Introduction

Stan doesn’t allow discrete unknown parameters in its models1. This limitation2 prevents us from fitting occupancy models under the parameterization commonly used by modelers in JAGS. The issue is that the unknown occupancy states (the Z-matrix in community models) are discrete, and this is not allowed in Stan.

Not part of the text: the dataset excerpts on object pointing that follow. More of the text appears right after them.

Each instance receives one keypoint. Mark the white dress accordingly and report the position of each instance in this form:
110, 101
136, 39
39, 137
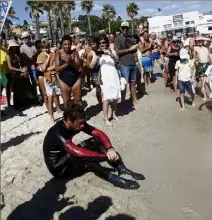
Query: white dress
111, 88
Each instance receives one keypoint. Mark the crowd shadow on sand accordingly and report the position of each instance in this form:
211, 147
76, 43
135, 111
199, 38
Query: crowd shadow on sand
208, 106
27, 120
47, 202
17, 140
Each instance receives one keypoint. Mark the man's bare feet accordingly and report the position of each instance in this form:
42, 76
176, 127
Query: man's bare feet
114, 117
106, 121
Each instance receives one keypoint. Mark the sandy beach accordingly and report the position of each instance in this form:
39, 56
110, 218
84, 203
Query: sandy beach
170, 147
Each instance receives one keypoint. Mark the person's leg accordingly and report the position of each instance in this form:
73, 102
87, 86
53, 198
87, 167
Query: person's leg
125, 73
42, 86
77, 89
34, 84
88, 79
132, 79
8, 88
50, 108
99, 95
189, 89
65, 92
105, 108
174, 83
114, 106
182, 93
95, 144
203, 90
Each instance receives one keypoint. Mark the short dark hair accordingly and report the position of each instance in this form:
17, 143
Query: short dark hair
74, 112
58, 42
66, 37
103, 37
37, 42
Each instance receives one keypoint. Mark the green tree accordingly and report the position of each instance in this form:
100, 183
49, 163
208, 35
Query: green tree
8, 22
132, 11
71, 6
87, 6
109, 14
47, 6
35, 9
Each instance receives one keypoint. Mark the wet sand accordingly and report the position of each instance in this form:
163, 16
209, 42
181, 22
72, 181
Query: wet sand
170, 147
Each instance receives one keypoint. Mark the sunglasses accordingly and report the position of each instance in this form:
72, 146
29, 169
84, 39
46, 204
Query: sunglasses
125, 28
101, 42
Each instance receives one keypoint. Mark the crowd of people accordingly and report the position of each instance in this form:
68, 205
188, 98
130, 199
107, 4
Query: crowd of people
107, 63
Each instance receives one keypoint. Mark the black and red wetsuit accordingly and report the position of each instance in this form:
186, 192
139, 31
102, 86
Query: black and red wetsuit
63, 157
60, 152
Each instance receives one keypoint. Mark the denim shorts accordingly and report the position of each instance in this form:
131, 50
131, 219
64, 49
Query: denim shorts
33, 75
128, 72
51, 88
185, 86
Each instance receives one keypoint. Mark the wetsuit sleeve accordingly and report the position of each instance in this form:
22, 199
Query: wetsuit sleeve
90, 130
76, 151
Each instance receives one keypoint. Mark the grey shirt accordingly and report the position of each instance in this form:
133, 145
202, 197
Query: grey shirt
121, 43
28, 53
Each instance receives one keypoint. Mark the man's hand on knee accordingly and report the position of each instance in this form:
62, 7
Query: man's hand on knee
112, 155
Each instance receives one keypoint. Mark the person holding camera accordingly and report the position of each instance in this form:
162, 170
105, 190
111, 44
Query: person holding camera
68, 65
126, 49
109, 78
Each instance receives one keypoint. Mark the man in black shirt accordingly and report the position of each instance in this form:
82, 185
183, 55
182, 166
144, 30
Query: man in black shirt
61, 154
126, 49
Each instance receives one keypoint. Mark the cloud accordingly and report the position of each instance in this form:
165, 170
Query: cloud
191, 2
44, 14
147, 11
170, 7
194, 6
96, 7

The solution is to marginalize out the discrete occupancy states. There are a few pages floating around the web that show us how to do this. I initially found those pages frustrating to understand, which is my motivation for writing this up. The Fukami Lab page doesn’t really explain where the marginalization happens or how it works. Bob Carpenter’s translation of the Dorazio data-augmented multi-species model does the marginalization very quickly in heavy math symbology, and moreover relies on a lack of sampling-event-specific detectability covariates to do so. To be fair, neither of these pages’ main purpose is to explain marginalization for beginners, so no complaint!

What I really wanted was a satisfying explanation of the marginalization written in JAGS/BUGS language first, and translated to Stan second. That’s what I’ve tried to produce here. We’ll start with the likelihood for a single-species, single-season model in JAGS. Then we’ll marginalize, still in JAGS. Then we’ll translate to Stan3. We’ll write the Stan implementation in such a way that it’s pretty clear how to generalize to a multi-species model. Once the reader is comfortable with the multi-species model in Stan, she should be able to follow Bob Carpenter’s data-augmented version, even if she requires event-specific detection covariates.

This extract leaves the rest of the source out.